Como si no fuera algo de singular importancia los medios de comunicación han señalado el descenso vertiginoso del promedio de nacimientos en el país. Nos vamos asimilando a los países mal llamados desarrollados, en los cuales las naciones envejecen al tiempo que les quieren cerrar las fronteras a los migrantes de uno y otro pueblo empobrecido que llegan a ellos buscando el mejor futuro que sus antepasados también buscaron y ahora disfrutan. Ironías descaradas de la humanidad contemporánea que cada día pierde más el norte desvirtuando el sentido de la creación y en ella de la vida.

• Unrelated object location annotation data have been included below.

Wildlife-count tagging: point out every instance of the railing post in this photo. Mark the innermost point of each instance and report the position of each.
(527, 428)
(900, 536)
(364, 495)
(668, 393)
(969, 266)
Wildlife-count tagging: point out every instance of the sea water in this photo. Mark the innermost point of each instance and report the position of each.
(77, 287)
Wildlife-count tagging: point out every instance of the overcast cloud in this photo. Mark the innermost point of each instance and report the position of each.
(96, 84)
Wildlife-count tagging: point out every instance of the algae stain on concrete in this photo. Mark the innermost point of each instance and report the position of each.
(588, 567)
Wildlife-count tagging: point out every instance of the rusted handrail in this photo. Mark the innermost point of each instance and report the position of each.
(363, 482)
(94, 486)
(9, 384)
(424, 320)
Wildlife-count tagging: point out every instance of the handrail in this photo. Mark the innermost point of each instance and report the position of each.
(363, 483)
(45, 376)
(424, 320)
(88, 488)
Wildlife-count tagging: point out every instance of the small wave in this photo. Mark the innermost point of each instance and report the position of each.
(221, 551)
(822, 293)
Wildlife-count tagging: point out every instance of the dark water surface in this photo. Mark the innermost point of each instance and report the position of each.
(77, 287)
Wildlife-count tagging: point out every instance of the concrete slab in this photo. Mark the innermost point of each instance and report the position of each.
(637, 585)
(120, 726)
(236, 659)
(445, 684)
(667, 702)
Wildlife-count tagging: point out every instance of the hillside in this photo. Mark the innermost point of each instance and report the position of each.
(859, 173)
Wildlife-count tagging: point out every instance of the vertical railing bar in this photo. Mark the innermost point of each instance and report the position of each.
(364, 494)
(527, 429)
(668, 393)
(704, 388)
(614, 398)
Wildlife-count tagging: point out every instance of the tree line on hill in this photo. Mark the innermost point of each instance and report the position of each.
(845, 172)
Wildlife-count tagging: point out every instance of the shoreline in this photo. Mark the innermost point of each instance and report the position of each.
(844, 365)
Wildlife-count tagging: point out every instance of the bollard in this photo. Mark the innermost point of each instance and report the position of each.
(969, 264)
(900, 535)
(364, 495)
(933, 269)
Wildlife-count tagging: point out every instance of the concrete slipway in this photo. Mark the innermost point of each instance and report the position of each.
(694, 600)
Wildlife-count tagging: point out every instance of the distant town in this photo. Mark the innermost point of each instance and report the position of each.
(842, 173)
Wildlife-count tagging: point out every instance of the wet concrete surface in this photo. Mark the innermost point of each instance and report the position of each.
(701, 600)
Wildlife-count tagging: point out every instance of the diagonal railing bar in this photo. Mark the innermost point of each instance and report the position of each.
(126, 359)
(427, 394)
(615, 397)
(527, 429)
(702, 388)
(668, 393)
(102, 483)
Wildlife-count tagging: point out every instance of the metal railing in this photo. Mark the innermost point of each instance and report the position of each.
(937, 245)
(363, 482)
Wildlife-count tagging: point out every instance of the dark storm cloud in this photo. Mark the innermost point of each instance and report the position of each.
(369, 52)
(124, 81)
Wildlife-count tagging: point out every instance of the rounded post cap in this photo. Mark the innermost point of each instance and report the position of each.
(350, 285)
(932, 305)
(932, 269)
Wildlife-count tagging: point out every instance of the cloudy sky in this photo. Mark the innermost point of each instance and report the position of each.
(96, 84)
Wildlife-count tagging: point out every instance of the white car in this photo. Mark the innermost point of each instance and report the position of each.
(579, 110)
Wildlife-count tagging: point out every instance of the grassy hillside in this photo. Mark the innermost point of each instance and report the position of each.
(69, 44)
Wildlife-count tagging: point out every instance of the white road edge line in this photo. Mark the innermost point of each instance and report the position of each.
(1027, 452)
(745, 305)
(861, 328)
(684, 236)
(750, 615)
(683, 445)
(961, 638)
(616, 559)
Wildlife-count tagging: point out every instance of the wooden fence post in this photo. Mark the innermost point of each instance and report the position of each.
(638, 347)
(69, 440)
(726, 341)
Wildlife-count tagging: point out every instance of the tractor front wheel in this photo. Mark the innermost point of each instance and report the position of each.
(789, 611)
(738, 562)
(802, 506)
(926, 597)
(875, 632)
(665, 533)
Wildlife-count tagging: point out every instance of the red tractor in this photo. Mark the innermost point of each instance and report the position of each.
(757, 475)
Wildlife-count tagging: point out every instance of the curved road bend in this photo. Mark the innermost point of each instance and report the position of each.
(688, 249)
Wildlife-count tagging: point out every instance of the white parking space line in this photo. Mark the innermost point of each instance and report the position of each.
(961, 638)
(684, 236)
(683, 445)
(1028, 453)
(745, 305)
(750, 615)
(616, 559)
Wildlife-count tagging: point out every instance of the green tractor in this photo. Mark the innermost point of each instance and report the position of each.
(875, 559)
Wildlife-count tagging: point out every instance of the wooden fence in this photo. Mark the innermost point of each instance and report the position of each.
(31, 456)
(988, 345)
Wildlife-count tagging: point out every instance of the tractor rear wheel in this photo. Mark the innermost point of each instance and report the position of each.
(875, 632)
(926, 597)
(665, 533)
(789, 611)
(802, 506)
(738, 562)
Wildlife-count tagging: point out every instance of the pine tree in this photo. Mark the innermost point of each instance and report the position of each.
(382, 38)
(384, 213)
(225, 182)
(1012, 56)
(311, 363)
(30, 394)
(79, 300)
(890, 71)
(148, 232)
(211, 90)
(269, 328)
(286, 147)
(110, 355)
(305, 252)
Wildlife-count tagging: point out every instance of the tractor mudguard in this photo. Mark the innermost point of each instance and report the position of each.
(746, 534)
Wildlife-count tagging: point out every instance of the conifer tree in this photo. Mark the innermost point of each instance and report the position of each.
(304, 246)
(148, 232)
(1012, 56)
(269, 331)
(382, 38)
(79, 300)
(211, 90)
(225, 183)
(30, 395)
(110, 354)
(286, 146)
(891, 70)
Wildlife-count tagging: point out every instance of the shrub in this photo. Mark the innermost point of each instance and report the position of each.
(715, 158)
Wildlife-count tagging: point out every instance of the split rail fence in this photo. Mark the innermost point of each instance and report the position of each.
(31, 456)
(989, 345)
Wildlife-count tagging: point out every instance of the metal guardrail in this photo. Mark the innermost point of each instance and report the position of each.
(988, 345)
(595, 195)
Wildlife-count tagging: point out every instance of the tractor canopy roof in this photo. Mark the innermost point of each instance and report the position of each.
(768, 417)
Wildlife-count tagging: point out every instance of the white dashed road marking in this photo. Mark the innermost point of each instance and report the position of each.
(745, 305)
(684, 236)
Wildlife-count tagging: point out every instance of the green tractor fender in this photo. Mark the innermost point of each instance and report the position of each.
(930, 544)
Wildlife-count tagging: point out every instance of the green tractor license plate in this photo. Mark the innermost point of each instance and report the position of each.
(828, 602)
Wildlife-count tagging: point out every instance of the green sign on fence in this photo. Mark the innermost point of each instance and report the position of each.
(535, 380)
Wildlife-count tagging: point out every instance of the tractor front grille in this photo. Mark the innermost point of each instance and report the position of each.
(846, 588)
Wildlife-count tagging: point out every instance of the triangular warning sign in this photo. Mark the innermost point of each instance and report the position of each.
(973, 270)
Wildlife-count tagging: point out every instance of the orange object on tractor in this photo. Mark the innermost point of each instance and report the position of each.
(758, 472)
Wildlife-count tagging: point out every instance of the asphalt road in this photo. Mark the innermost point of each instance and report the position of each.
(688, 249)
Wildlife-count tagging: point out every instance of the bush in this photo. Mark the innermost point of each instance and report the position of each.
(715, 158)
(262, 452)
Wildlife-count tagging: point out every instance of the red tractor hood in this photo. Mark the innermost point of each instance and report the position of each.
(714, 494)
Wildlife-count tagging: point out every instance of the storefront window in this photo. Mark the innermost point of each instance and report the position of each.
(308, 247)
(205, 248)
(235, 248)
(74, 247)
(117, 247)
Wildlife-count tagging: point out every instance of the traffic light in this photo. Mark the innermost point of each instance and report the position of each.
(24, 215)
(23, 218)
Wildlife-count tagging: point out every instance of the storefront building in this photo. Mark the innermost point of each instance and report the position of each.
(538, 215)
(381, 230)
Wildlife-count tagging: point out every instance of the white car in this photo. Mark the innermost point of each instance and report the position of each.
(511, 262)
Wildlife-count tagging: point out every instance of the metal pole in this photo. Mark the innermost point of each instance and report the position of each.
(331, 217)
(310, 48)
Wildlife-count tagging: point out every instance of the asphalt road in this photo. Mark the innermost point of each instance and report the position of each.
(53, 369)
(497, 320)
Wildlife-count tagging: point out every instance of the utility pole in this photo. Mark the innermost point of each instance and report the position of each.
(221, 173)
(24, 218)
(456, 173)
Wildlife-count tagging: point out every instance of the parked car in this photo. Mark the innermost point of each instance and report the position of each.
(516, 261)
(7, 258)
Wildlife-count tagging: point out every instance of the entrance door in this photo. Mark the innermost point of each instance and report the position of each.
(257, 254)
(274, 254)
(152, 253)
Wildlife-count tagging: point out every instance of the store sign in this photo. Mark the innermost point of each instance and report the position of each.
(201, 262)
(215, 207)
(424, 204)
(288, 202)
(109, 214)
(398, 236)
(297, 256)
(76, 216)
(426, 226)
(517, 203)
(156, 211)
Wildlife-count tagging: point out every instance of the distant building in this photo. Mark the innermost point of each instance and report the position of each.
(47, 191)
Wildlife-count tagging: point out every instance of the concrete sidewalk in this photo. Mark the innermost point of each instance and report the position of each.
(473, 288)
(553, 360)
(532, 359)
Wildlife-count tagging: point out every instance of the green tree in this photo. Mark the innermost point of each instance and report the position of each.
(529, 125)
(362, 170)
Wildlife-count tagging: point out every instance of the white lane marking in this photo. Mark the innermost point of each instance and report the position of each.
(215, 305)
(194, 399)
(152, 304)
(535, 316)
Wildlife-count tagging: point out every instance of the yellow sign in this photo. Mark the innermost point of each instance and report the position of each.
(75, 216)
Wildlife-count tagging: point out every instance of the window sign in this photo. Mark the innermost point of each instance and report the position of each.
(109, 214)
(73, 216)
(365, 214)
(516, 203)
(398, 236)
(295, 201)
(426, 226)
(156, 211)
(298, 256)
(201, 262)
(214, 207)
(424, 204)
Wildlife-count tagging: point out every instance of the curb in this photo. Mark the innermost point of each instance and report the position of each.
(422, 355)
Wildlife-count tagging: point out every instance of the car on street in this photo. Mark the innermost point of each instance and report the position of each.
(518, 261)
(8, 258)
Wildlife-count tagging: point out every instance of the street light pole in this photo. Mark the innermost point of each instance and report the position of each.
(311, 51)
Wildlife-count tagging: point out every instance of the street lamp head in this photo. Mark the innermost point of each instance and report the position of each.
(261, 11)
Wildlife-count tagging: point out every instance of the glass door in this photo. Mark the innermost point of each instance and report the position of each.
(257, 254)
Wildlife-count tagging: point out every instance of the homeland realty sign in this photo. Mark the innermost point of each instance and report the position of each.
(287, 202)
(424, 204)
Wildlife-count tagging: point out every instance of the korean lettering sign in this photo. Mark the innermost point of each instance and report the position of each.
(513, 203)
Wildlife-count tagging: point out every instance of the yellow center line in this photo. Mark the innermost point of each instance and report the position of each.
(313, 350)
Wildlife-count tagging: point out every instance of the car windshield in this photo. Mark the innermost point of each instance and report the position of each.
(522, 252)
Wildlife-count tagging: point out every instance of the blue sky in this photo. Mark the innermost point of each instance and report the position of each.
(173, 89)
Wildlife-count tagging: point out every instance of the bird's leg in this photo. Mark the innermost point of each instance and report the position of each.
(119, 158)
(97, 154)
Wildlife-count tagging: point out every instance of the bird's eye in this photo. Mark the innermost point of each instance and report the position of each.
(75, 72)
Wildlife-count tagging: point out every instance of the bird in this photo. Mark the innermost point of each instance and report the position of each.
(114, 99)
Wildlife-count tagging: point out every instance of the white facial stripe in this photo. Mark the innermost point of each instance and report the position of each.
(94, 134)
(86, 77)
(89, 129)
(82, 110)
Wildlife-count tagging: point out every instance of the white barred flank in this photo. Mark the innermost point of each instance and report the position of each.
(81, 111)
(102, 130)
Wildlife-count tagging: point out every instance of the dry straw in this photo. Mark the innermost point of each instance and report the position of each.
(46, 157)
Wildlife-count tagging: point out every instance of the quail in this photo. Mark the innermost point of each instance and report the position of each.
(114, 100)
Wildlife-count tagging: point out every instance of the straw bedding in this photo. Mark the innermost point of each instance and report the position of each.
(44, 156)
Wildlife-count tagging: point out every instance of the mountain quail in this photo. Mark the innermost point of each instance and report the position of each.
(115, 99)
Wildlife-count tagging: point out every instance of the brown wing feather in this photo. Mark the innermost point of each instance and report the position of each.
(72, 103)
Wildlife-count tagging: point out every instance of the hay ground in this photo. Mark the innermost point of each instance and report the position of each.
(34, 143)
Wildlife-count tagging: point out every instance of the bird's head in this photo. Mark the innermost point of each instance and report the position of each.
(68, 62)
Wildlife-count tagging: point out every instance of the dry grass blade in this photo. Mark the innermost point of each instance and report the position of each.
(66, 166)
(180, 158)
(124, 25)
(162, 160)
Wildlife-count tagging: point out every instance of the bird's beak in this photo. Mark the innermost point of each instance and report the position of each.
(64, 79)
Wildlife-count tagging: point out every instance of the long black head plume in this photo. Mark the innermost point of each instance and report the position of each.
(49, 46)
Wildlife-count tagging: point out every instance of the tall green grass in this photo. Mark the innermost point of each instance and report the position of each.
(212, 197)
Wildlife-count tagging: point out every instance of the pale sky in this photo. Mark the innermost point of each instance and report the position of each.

Fenómenos que llaman a la reflexión y la toma de posturas claras y radicales, como lo viene haciendo el papa Francisco, instan a una identidad católica que defiende la dignidad de la persona humana por encima de todo criterio mercantil y toda manipulación de la vida y las conciencias en función del interés del capital voraz y despiadado: la humanización de los animales hasta darles nombres de personas y pensar que nos quieren más que los hijos o vecinos, la idolatría de las nuevas tecnologías que cada día generan personas idiotizadas que van dejando de utilizar el cerebro para encontrar respuestas inmediatas a los interrogantes que plantea el momento que vivimos, el escepticismo y la indiferencia ante lo de Dios. Se habla con singular desparpajo de post humanidad, post cristianismo y pos teísmo como si se hablara de cualquier otro asunto baladí. Y no, lo que está en juego es el sentido y el destino de la vida en el planeta y en concreto, en este país.
Y no se trata de promover una natalidad irresponsable, sino de preguntarse por el valor de traer una vida al mundo como acto responsable de la grandeza de realizarse en la condición de criaturas a imagen de Dios por la apertura de la vida toda, a la sublime vocación de padre y madre. No son los hijos un estorbo porque cambien el curso de los días y las costumbres hedonistas que eluden el esfuerzo, la lucha y el sacrificio por amor. Una pregunta al corazón de las nuevas parejas que tienen en sus manos dar a este país y a la humanidad vida que preserve la vida.
Algunos califican a los pobres de irresponsables por traer más vidas al mundo que los ricos y acomodados. Y simbólicamente, son los hijos de estos pobres y los pobres mismos los que hoy sustituyen la esterilidad autorreferencial y consiente de tantos países en los que, como en este, el promedio de natalidad ha disminuido en proporciones alarmantes. Urge entonces replantear y valorar la vida humana por encima de cualquier otro criterio. Una ética del humanismo en la justicia y la equidad y una capacidad de disfrutar el don sagrado de la vida, realizando la aventura señalada por el libro del Génesis de crecer y multiplicarse para preservar la vida del planeta y de la humanidad.